Thursday, May 12, 2011
Tractor
At some point in your life, you will experience a death that immediately calls on that sweetspot of your childhood memories. When Ernie Harwell died, I felt a sense of personal loss. When Sparky Anderson died, I recalled seeing Tigers games as a kid. But both of those men, and the memories they created for millions, predate me by quite a bit.
That's what makes this one different. Tractor Traylor was nobody before he was somebody, and he didn't become somebody until I was 11. His entire career at Michigan corresponds perfectly with my childhood. I remember the NIT championship in 1997. I remember the Inaugural Big Ten Tournament Championship. I remember the day he broke the backboard at Crisler--not because I was there, but because a bunch of my friends were at the game and told me about it at school the next day.

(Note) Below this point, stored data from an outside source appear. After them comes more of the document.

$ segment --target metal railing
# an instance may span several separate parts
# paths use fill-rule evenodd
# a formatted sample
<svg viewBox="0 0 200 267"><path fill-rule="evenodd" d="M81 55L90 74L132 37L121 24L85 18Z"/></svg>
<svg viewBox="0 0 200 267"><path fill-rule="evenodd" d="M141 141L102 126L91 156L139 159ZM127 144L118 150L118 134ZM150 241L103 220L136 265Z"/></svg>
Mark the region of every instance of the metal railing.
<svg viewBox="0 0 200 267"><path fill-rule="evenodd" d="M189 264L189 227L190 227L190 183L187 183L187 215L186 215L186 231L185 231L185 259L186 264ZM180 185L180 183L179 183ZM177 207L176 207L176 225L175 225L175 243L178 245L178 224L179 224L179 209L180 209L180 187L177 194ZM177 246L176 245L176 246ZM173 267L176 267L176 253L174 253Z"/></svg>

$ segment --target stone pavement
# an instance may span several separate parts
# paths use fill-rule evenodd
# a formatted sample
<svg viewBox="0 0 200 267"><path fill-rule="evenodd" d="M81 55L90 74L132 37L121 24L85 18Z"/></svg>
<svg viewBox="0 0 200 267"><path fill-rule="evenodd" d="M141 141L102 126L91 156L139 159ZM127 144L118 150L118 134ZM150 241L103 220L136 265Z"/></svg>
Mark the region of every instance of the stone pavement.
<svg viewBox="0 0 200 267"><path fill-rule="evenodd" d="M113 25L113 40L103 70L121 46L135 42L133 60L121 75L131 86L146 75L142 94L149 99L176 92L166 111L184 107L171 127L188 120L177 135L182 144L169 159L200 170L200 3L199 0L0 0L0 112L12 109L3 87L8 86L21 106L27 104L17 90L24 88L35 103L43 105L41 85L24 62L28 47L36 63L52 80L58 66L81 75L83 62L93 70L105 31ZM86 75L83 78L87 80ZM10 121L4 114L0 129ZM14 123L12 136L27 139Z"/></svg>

There are plenty of reasons not to memorialize him. This is a Tigers blog, for one. The fact that he was a prime contributor to the the downfall of the Michigan basketball program, miring it in an obsolescence that it is only just beginning to recover from, is another. But whatever the reasons, he is one of those guys that I remember, like a beloved, if flawed, side character in a good movie. Like Donnie. Robert Traylor is Donnie.
Apart from the fact that his death is unexpected and tragic, it is also the first time that I have experienced the death of a public figure without feeling like there was some cache of memories that other people could recall that were simply inaccessible to me because I wasn't there. Well I was there. I remember Robert Traylor, and I always will.